Thats about it. lol. They dont like anything else.


----------



## SteveCourty (Oct 4, 2009)

The mixed rocket salad is top of the list at the moment for him

Then Rocket, dandelions, Kale and spring greens, He loves watercress but I try not to give him it as it causes diaorreah. His all time favourite is blueberries but that give him a few weeks of purple stinky runny poos


----------



## beardys (Sep 28, 2009)

blueburys,strawberry


----------



## george of the dragons (Apr 12, 2010)

1.kurly kale
2.grated carrot
3.broccoli
4.rocket
5.mixed greens
6.variety of fruits grape apple pineapple etc
7.dried flowers(occasionally)
8.cauliflower
9.peas
10.sweetcorn


----------



## george of the dragons (Apr 12, 2010)

also my 2weeks are eating on salad cress and the older ones love theyre water cress


----------



## HadesDragons (Jun 30, 2007)

Kale (grow it ourselves)
Rocket (grow it ourselves)
Spring greens (cheap, easy and good for them)
Butternut Squash (superb food, great for gutloading as well)
Watercress (good for hydration, beardies like the taste)
Romaine lettuce (good for hydration)
Dandelions (excellent leaves, easy to get hold of in large quantities)
Dandelion flowers (nice treat for them)
Nasturtium leaves (grow them ourselves, beardies will actively pick them out of a bowl of mixed salads)
(Thawed) Frozen peas (good addition to the diet, we use them for uros, so the beardies get some too)

: victory:


----------



## 1uk3 (Jun 18, 2010)

Ours love 

Watercress 
Roman lettuce
Strawberries 
Rocket 
Curly kale
Mixed greens 
Cucumber


Then loads or mixed fruits for treats 

They also eat anything they find in the garden when outside including trying to eat a dog chew toy haha


----------



## rum&coke (Apr 19, 2009)

mine have mixed salad, broccoli, spring greens, they love there veg I have a list saved of the things they can eat and always on the look out for stuff to feed them.

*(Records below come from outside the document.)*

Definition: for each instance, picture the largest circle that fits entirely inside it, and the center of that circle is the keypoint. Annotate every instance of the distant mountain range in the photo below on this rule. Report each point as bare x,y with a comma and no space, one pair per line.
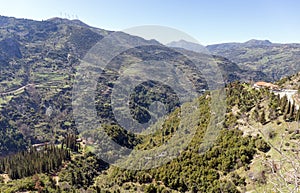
273,59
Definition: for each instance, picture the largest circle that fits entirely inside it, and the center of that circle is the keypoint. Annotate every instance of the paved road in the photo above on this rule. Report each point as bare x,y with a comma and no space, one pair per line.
14,91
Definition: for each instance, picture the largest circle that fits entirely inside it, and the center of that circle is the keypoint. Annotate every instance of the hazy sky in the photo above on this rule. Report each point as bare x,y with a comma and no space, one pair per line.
208,21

They like strawberrys and blue berrys also


----------



## diddykip (Jan 15, 2010)

my bearded dragon wil only eat spring greens loves them will eat rocket as well but mainly spring greens.
tried alsorts of different veg and fruit but turns his nose up at them.
would like to try him with some nasturtium leaves as ive heard that they like them but where do i get them from ?


----------



## pether (May 4, 2010)

diddykip said:


> my bearded dragon wil only eat spring greens loves them will eat rocket as well but mainly spring greens.
> tried alsorts of different veg and fruit but turns his nose up at them.
> would like to try him with some nasturtium leaves as ive heard that they like them but where do i get them from ?


Wilko Flower Garden Tall Single Mixed Nasturtium at Wilkinson Plus
hope this helps andy :2thumb:


----------



## carpmandan (Feb 20, 2011)

some good info on here.
thank you


----------